Monday, 22 April 2013

General Flashman and the Great War, Part 3



     ‘By that reckoning,’ said Mr Franklin, ‘no one would ever stand up to a brute or a bully.’
     ‘Course they would — when it was worth while. You don’t remember the war of 1870 — when those same Germans marched on Paris. Smallish war — but suppose we’d been helping the frogs then? It wouldn’t have been over half as quick, and God knows how many folk would have died who are still happily going about their business in Alsace and Lorraine.

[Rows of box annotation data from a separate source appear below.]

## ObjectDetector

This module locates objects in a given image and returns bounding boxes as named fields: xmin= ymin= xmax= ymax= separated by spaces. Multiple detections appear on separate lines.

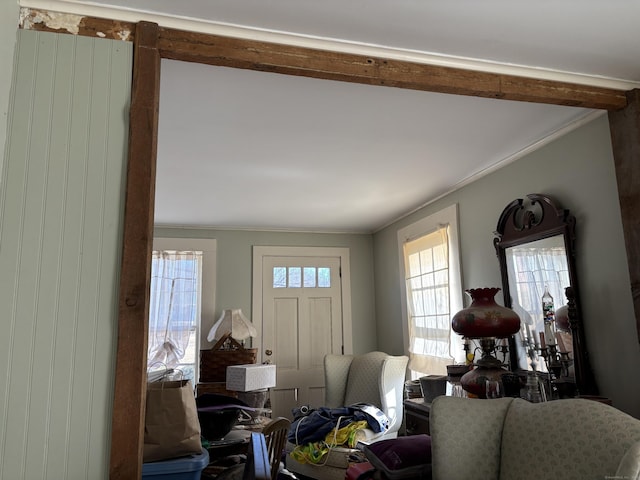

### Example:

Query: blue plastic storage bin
xmin=142 ymin=448 xmax=209 ymax=480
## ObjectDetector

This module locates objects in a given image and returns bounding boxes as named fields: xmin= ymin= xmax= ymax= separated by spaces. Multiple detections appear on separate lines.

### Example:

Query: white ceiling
xmin=31 ymin=0 xmax=640 ymax=232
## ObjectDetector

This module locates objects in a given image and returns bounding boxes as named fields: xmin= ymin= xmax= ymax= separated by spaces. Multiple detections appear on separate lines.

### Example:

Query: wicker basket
xmin=200 ymin=333 xmax=258 ymax=382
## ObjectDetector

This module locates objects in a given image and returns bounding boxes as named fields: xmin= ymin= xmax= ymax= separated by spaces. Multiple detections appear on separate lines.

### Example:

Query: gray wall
xmin=0 ymin=30 xmax=132 ymax=480
xmin=154 ymin=228 xmax=376 ymax=353
xmin=374 ymin=115 xmax=640 ymax=417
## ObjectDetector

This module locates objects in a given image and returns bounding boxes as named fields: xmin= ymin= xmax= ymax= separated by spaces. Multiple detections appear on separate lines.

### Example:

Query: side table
xmin=403 ymin=397 xmax=431 ymax=435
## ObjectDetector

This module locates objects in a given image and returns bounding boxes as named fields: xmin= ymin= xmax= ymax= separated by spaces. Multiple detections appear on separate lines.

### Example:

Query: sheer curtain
xmin=404 ymin=226 xmax=464 ymax=375
xmin=147 ymin=250 xmax=202 ymax=368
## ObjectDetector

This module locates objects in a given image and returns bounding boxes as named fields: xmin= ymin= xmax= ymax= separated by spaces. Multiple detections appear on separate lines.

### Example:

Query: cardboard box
xmin=227 ymin=363 xmax=276 ymax=392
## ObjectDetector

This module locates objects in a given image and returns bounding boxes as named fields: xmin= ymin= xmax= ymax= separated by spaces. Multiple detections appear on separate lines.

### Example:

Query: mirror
xmin=493 ymin=194 xmax=598 ymax=395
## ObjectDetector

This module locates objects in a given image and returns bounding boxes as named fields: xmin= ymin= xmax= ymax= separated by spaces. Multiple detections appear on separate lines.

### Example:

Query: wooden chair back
xmin=262 ymin=417 xmax=291 ymax=480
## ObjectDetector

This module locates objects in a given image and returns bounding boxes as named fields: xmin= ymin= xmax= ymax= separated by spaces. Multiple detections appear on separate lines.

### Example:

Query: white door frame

Same thing today — we should simply tell the Kaiser that if his fleet puts its nose out of the Baltic we’ll send it to the bottom — that satisfies the Frogs, up to a point, since it guarantees their northern coast, it satisfies the Kaiser who’ll swallow his pride for the sake of us keeping out of the war, and it saves his pretty little ships as well. And five years from now, Liege will be doing rather well — whether it’s got a German provost-marshall still or not. And that won’t matter a damn, to people whose main concern is eating, drinking, fornicating, making money, and seeing their children grow up safe and healthy.’


* Should be read in conjunction with General Flashman and the Great War, Part 1 & General Flashman and the Great War, Part 2 [Speedicut]


Mr American, p.519, Pan Books, paperback edition 1982.